Trees & Me

It really shouldn’t surprise me. Drawing has always been so much more than simply lines on a page. I forget this phenomenon of conversation between hands and heart, of lines bold and thin drawing out what I need to see or acknowledge. Of course I thought, when I set about to draw a tree a day, that I would simply draw them as I see them out in the yard or neighborhood or elsewhere. But trees have long been a favorite subject of mine for pen and paint. Not only because of their incredible structure and shapes, but because they embody so much meaning, so much life, so much wisdom for living.

Indeed they have lived through so much. The plum tree in our front yard enchanted me the day we moved into our home 17 years ago. But I have watched (through numerous drawings) it’s trunk twist and lean in a direction that I now wonder if it will fall over one day. The front steps’ view from which I drew it’s portrait the other day doesn’t show much of the leaning. I shall draw that another day. Weather, age, and a towering pear tree beside it have forced a reach for the sun and a twist in the trunk like fibers on a spindle.

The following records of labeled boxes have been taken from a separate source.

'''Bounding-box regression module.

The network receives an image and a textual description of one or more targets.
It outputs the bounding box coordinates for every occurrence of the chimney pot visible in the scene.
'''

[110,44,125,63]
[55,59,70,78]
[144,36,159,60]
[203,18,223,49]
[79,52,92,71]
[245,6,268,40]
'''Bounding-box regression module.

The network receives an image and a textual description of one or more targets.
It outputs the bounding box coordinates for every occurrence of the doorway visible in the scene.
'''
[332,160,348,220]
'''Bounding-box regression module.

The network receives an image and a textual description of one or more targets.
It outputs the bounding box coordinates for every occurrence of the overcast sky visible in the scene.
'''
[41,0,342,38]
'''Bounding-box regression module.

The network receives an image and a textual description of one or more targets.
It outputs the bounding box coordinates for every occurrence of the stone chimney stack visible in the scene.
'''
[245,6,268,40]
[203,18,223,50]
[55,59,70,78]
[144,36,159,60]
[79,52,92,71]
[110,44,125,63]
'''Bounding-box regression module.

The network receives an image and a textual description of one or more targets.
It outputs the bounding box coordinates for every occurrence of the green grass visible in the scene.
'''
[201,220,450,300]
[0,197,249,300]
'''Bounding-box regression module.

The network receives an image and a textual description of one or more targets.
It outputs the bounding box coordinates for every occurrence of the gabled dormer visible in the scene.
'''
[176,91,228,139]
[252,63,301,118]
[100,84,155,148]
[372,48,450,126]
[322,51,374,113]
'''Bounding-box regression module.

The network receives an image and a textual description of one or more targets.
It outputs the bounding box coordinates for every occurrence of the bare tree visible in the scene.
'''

On my daily walks now I pay more attention to the trees that I have walked beside for so many years and which I have drawn on so many occasions. They are aging even as I am aging. I notice the cut off limbs, the bulbous way a tree grows around a lopping-off, the recent trimmings, the hack jobs where it seems no care has been taken to remove a tree…just severed in half, leaving still a significant portion of the trunk to continue “living”, if it can be called living.


I also notice small trees, the little Charlie Brown ones, the skinny spindly ones that may grow tallish but seem twig-like against their beefier neighbors. One such tree is in our back yard. It is actually a hybrid willow/cherry tree. It really isn’t able to get enough sun being dwarfed by the neighbor’s cypress trees just feet away. Under this sweet little tree we buried our cat Lucy. A rock marks her grave and we imagine her delight in being outdoors resting peacefully beneath a blossomed bower.

Winter trees have always enchanted me with their exposed limbs and revealed structures. You really get to see their shape, asymmetrical Limb patterns, bird nests and other ephemera lodged in their web of branches. No two trees are the same. Each tree is a unique being, much like humans. Their scarred and marred trunks tell stories of life and loss. I need to listen to these stories as they echo my own. Somehow, in drawing trees daily for not even a week yet, I receive comfort and solace for the unfolding stories in my life.

I’m headed out the door now to walk amongst them, to listen and to draw sustenance for the day.